Productivity Measurement crucial in a modern economy

Wednesday, 20 November 2013  Features

"Productivity is one of the most important measures we have in order to plan and mould our economy," said Professor Denise Doiron​, Head of the School of Economics, at UNSW Business School. "Indeed, knowledge of productivity growth enables economists to better forecast growth in the economy as a whole. This allows policy makers to better plan for the future."

She was speaking in advance of the International Association for Research in Income and Wealth (IARIW) and UNSW conference on Productivity Measurement, Drivers and Trends.

Philip Lowe, the Deputy Governor of the Reserve Bank of Australia will open the conference with a keynote address on "The Australian Economy and Productivity Growth".

The conference is organised by the Australian School of Business' Professor Kevin Fox, who is Director of the Centre for Applied Economic Research. He said "I am honoured to have been asked to organise a special conference for the Association on productivity, a key driver of income and welfare. We are fortunate to have an outstanding program, featuring some of the foremost academics in the field, along with the active involvement an impressive range of representatives from government, industry and international agencies. The diversity of representation on the program illustrates the broad interest in productivity growth, deriving from its ability to raise incomes and firm profits, conserve natural resources and the environment, and provide more leisure possibilities for workers."

Professor Doiron said productivity measurement is important on all levels, and the conference will examine many ways of measuring it and increasing productivity. "Think of a business manager deciding where to put more resources or where to focus restructuring efforts. They will want to know how efficient the various business units are and will want to calculate various measures of productivity to make this evaluation. Even in the public sector where objectives may be different (e.g. providing a certain level of service to society), the decision on how to allocate resources or to cut costs will depend to a large extent on an evaluation of the productivity of the various units."

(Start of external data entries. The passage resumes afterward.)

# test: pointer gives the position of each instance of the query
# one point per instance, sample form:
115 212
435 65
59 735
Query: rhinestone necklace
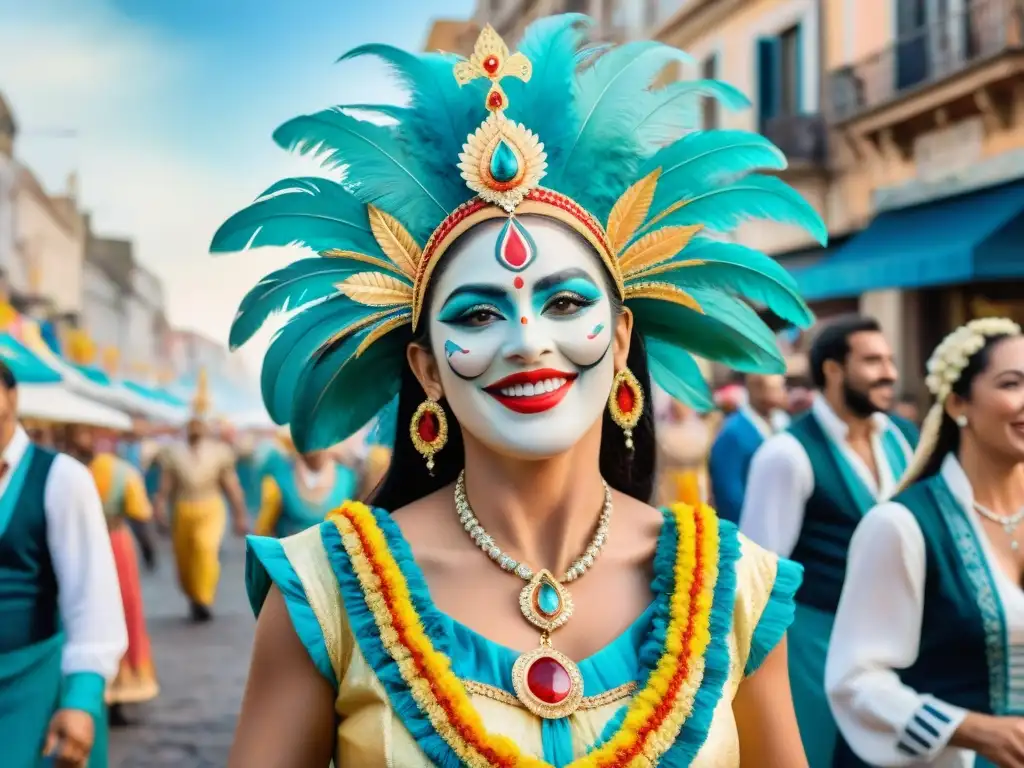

The IARIW-UNSW Special Conference is supported by the Australian School of Business, the Australian Bureau of Statistics, the Productivity Commission and the Australian Research Council, and features presentations by Philip Lowe (Deputy Governor, Reserve Bank of Australia), Jonathan Haskel (Imperial College), Nicholas Oulton (London School of Economics), Erwin Diewert (University of British Columbia and UNSW) and Fred Hilmer (President and Vice Chancellor, UNSW).

Date: November 26-27, 2013
Location: Sebel Pier One, 11 Hickson Rd, Dawes Point, Sydney
Program: http://www.iariw.org/c2013australia.php

The IARIW-UNSW Special Conference is of interest to engineers, social scientists and statisticians as well as economists. It will be followed by the annual CAER Economic Measurement Group Workshop, 28-29 November 2013, with a focus on price indexes and other measurement issues.